An Indian-American researcher has created a new kind of full-color display that’s a fraction of the width of a human hair and just as flexible.
Debashis Chanda and his team who work at the University of Florida, made the new invention.
“All manmade displays like LCD and LED are rigid, brittle and bulky. But you look at an octopus. He can create colour on the skin itself covering a complex body contour and it is stretchable and flexible,” said professor Chanda.

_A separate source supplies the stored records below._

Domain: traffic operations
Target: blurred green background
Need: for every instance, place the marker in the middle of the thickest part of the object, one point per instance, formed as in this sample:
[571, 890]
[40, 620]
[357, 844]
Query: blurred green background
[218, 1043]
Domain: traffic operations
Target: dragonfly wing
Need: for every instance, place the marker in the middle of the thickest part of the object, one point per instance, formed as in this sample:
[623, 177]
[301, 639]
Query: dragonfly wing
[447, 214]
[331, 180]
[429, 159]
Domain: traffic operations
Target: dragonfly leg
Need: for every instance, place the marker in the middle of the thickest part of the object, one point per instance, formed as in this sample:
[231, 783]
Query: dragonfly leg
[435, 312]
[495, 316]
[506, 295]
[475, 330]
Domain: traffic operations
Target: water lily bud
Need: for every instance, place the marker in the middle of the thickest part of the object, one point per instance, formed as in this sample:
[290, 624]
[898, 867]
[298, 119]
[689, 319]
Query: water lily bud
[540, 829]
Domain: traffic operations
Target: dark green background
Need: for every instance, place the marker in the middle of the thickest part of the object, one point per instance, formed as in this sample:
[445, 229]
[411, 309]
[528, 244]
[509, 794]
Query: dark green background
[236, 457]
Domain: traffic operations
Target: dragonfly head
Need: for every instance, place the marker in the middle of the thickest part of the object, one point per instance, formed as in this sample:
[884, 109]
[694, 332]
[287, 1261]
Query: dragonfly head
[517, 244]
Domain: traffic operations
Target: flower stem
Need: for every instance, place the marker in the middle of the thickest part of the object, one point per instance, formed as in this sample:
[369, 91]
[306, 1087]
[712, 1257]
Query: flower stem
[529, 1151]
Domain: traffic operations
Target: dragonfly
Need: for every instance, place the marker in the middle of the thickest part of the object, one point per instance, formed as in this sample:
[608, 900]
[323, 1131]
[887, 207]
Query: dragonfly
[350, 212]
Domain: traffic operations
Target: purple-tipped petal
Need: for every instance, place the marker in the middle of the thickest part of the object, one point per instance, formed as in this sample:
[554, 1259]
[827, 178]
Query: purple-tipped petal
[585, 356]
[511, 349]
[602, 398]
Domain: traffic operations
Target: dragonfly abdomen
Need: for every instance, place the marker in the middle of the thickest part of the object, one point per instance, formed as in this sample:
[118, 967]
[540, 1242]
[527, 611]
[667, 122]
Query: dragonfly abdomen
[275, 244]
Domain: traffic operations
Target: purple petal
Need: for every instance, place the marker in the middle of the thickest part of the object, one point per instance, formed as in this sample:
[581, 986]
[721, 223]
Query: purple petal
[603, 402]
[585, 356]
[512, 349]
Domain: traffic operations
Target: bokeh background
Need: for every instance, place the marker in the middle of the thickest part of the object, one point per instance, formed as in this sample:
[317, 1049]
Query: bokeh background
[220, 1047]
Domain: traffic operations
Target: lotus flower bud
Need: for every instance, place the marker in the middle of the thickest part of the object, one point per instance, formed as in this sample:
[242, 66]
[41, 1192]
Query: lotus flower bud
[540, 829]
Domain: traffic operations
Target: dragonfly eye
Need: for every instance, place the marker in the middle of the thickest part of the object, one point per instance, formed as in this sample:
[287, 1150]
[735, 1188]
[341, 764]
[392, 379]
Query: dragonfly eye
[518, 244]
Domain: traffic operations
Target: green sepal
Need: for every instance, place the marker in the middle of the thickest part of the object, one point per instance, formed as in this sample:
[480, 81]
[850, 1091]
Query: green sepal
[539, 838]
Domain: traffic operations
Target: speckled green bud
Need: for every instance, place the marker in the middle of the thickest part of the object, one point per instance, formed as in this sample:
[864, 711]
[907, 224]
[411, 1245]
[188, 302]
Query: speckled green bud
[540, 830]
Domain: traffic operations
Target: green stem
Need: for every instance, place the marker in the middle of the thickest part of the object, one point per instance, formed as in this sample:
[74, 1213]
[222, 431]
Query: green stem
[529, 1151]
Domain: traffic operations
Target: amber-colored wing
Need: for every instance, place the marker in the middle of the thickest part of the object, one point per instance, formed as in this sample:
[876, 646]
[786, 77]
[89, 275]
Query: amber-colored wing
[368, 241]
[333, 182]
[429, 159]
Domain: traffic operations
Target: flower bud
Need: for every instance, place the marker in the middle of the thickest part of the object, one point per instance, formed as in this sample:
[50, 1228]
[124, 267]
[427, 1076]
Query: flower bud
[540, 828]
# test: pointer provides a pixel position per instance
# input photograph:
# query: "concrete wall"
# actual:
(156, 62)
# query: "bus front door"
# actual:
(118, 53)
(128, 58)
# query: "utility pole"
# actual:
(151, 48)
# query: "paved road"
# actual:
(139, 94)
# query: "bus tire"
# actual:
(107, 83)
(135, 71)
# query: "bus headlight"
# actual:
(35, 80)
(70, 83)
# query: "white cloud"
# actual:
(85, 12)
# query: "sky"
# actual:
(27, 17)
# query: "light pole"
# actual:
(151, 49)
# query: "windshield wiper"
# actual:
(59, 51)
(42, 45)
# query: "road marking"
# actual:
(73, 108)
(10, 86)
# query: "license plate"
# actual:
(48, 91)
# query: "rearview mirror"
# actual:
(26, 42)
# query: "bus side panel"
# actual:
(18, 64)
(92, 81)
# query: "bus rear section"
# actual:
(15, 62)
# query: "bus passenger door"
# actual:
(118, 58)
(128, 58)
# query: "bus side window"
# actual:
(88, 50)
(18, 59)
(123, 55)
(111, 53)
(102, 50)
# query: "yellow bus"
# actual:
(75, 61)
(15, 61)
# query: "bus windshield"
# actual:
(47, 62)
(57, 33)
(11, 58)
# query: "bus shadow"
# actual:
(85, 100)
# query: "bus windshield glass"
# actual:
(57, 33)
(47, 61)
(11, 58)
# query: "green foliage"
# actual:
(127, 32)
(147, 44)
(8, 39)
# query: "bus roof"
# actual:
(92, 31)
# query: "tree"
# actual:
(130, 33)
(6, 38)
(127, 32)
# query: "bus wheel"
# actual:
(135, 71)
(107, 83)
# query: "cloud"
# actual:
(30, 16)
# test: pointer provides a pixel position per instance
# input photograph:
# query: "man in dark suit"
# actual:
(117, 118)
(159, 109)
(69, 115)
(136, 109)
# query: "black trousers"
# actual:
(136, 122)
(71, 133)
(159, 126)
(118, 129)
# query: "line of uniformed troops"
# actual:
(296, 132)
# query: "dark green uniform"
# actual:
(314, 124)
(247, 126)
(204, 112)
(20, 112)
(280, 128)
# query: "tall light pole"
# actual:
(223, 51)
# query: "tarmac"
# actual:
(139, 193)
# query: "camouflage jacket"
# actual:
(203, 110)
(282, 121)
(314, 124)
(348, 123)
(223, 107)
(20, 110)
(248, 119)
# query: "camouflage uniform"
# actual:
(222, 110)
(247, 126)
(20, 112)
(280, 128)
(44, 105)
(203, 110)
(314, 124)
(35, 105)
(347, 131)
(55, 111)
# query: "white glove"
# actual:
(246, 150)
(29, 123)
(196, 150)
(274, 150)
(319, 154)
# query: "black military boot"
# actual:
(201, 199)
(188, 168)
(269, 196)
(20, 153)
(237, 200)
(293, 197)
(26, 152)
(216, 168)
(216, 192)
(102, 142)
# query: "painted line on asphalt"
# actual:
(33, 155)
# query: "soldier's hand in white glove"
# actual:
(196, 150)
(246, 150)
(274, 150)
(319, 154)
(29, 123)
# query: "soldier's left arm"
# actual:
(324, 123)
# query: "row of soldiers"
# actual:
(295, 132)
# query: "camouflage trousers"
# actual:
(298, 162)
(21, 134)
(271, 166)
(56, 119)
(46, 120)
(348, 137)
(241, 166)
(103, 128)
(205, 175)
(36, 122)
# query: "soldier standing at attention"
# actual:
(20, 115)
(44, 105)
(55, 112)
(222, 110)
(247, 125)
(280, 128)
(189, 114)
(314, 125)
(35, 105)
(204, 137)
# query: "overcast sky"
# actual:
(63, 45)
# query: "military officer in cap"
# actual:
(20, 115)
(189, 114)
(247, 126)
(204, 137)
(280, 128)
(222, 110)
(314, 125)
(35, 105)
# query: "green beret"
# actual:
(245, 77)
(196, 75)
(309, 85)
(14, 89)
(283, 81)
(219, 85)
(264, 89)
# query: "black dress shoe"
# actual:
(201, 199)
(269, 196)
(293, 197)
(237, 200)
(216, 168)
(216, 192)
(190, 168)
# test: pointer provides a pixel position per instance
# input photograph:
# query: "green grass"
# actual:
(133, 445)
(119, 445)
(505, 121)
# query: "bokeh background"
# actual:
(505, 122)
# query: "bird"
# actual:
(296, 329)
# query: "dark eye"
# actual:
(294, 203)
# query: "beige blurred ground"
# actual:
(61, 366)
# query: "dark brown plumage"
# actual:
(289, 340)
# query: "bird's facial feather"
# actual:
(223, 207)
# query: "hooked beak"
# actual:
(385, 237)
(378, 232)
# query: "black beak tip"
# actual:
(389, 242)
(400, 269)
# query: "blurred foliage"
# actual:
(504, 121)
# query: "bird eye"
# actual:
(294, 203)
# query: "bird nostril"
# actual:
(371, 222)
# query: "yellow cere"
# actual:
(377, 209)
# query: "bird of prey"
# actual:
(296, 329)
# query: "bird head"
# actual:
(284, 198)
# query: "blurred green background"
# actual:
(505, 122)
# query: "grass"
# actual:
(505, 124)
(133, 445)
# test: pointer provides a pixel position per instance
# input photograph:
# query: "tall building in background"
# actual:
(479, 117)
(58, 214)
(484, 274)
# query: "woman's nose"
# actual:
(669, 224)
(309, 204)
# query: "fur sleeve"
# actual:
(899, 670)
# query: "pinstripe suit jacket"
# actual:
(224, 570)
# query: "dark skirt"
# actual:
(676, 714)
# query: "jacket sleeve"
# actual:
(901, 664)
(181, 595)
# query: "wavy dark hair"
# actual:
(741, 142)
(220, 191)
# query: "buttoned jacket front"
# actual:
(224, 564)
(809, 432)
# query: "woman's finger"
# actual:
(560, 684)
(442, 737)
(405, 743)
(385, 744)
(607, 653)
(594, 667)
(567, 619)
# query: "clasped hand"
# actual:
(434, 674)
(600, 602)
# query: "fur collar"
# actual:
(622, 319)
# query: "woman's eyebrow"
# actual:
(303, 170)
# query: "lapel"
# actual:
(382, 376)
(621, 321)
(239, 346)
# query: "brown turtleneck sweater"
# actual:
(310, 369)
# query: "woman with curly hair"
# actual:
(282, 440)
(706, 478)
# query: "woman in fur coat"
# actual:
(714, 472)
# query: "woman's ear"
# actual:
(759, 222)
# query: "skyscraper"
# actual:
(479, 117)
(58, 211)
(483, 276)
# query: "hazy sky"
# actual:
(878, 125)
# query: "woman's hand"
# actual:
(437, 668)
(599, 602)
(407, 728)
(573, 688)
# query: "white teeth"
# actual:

The new technology will allow the users to change the colour of their dresses in the blink of an eye.
“Your camouflage, your clothing, your fashion items – all of that could change,” he said.
Professor Chanda claims his research was inspired by nature.
Traditional displays like those on a mobile phone require a light source, filters and a glass plates.
But animals like chameleons, octopuses and squids are born with thin, flexible, colour-changing displays that don’t need a light source – their skin.
‘That was the motivation: Can we take some inspiration from biology and create a skin-like display?’
Modern day electronics like televisions, computer screens and mobile devices which claim to have super thin displays are very bulky and thick when compared to what the researchers have used, which is only about few microns thick, compared to a 100-micron-thick human hair.
The impact could be a new generation of displays that till now were never even thought of.
“This is a cheap way of making displays on a flexible substrate with full-colour generation.”